No I need to get away.
Hey Life!
You’re getting in the way.
I’m too tired,
I don’t want to play today.
But damn, I need to get paid.
So a couple hours of shut eye,
Then I roll my dice for the next day.
Then along comes a man.
He may be old,
But I’ll listen to what he has to say.
Progressive ideals held firm,
Since back in the day.
A light house,
Illuminating gorillas in the mist.
Maybe it’ll be nice out,
After the fights out.
Today’s a big day.
So go out and vote I say.

Strained gains.

What do you do?
When another makes you feel stupid.
Do you blame it all on cupid,
Or do you sit sad and blue?
Cause I’m tired of being,
Shot down, put down, and dissed.
I wanna be picked up,
Held tight and missed.
Things like that fail to happen.
For the life I’ve set in front of me.
I never asked much,
Just to be shown your feelings.
Through the power of your touch,
I’m loosing my clutch.
I guess I may be a bit much.
But you’ve known that from the cusp.
I’m growing done with trying,
And these strange feelings of crying.
I don’t know what to do,
So I choke on my smoke.
It helps to numb the pain.
Cause when I sit and think about it,
Thoughts get crowded,
Eyes get clouded.
So imma sit right here,
And wait for you to talk about it..

Prison

Every time I feel a vibration , I make the motion to search for your mention. All to be let down. I sit with a frown, feeling like a disregarded clown. Far from you in another part of town. I lie and drown how many times must I try to you leaving me unnoticed. Just once I wish to bear witness to your words I’m full effect. Affected and neglected I feel by your regection of my feelings of affection. I try and I try as time goes by Flys by off the grid ever so sly. I fried I tripped I drunk and I stunk. All by your side always trying to abide and decide how to make you happy. The way you get while laughing it’s so distracting. I loose grasp of reality while I’m observing you mentally. Is it really so much to ask for you to show me how you feel about me. Face to face bass to bass. I know if we come together we can make it through any weather. But in order to change the weather, you’ve got to change the climate. And it’s too cold for my liking.
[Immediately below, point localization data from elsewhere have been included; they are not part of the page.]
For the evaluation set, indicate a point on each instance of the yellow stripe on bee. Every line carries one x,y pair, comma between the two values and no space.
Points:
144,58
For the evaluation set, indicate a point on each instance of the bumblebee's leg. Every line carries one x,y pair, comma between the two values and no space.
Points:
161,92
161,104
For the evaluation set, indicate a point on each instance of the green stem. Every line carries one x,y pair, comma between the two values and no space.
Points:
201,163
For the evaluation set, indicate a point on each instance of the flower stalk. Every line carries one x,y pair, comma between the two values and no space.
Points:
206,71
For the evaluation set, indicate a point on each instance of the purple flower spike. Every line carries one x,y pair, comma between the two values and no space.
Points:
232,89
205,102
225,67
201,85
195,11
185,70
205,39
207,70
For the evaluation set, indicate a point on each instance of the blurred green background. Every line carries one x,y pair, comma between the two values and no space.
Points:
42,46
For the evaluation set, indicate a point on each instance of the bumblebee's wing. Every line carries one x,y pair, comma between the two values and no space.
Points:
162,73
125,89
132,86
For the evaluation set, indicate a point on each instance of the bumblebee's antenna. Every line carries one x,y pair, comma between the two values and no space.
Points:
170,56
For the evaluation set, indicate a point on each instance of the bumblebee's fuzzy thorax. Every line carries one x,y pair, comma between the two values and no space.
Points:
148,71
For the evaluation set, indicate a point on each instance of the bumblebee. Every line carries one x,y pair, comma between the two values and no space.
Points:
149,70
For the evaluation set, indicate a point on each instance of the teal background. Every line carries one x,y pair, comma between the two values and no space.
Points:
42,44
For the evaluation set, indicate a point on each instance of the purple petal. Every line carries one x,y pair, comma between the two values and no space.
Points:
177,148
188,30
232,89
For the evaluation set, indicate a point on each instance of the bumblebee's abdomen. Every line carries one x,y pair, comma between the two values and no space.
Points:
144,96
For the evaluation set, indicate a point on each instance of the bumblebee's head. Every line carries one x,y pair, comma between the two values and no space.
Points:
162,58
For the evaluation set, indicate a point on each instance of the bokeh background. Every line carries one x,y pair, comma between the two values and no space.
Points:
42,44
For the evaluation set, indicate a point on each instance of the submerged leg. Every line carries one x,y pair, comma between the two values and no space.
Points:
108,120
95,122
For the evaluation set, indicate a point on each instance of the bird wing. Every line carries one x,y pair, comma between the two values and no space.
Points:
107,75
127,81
You just bail, I feel ready for another jail.

Ignorance and Apathy

I may not be the smartest man.
But my ignorance has helped me devise a plan.
I may not be wealthy with materials a plenty.
But for your love I’ll drink the oceans empty.
I may go unheard if my appearance is absurd.
But with a elephant reiterating a psalm, I think I can sing my song.
I may not get far on the road that I choose.
But with you by my side I know I can’t loose.
I may smoke a little here, and well a lot over there.
But where ever you may be, you’ll never find a man as sweet as me.
I may do anything to make you smile, right up to a mile.
But little lady, if all you say is maybe.
I may end up in somebody else’s gravy. But I promise I won’t join the navy.

Customer service.

I spend a lot of my time Interacting with people. Whether it be behind a register or in front of a pizza oven. Trying to call their orders. We don’t charge extra, no need for your quarters. Some can’t read a sign, put there by design, to keep them abreast. We all try to do our best.
There is a large percentage among the rest, that really puts our limits to the test. That guy on his cellphone waving his hand at you, shouting orders. The morbidly obese and their trademark “with everything”. The people who have no idea what they’re doing in life who tell you, “you choose for me” and then tell you no I don’t want that or that. Mother fucker you said choose for you, I chose, bon appetite. When did we forget that manners are what makes the shitty pay and the horrid hours bearable. The gluten frees and their “alergies”. It’s called two generations of being subliminally fed whatever makes the cigar smoking, war mongering, CEO’s pockets bursting. You wanna know what the best part is?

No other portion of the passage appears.